Free Law Dissertations - As You All Are Aware John Has Been Working For The Company For The Last
As you all are aware John has been working for the Company for the last fifteen years as a self-employed computer consultant and especially in the last couple of years the demand for his type of work has increased considerably. As a result John has become closely involved in the day to day work of the company. Therefore to reward his hard work, contribution towards the success of this company and commitment, the board is keen to appoint him as a director on six year fixed term service contract with a salary of £60,000 plus benefits. In addition to this John will become a shareholder of the company and willing to buy 100 shares at a market price, agreed by the Board with John, of £285 per share. Although this would dilute your shareholding it is a necessary change which reflects the growth of the business and sends out the message that this organisation rewards the contribution towards the building up the business from its staff very well.
In order to implement the proposed changes there are number of documents need to be prepared and filed at the Companies House to comply with the Company Law requirements.
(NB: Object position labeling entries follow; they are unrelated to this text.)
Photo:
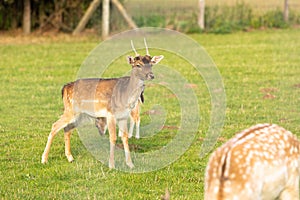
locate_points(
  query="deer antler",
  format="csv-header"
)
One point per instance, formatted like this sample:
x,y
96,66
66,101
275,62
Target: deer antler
x,y
136,53
147,51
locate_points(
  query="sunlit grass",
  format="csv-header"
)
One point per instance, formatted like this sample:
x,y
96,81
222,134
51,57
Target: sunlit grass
x,y
260,71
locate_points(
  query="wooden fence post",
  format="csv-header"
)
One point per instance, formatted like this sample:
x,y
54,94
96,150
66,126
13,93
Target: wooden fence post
x,y
26,17
105,19
286,11
201,16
I have explained these documents below and would like to invite you to read these carefully.
1. As shareholders of the Company you have right to attend and vote at the general meetings.
2. At the Extraordinary General Meeting there are two types of resolutions which have been proposed. The business at the meeting can only be carried out by passing the appropriate resolution.
3. An ordinary resolution needs a simple majority of votes that is over 50% in favour in order it to be passed at the meeting. If equal number of votes are in favour and against the resolution then a chairman’s casting vote can be used if it is provided in the Articles. As the Company has adopted Table A without change article 50 would apply which gives the chairman a casting vote.
4. The importance of a casting vote is to avoid deadlock situations.
5. A special resolution requires three quarters majority in favour of that resolution in order it to be passed. A special resolution is required by the Companies Act to alter the Articles of the Company and to exclude pre-emption rights on the issue of shares. A special resolution is needed to increase the share capital and to authorise the directors to do so.
6. Section 80 of Companies Act 1985 restricts the power of the directors to issue shares. Therefore it is necessary to authorise the directors to issue shares by altering the company’s articles. The authorisation is given by for a particular reason i.e. in order to bring Mr Markham on Board by issuing him 100 shares.
7. Share capital can only be increased if the articles allow it. Regulation 32 of Table A does. Once the resolution is passed the copy of the amended memorandum and together with form 123 must be filed at the Companies House.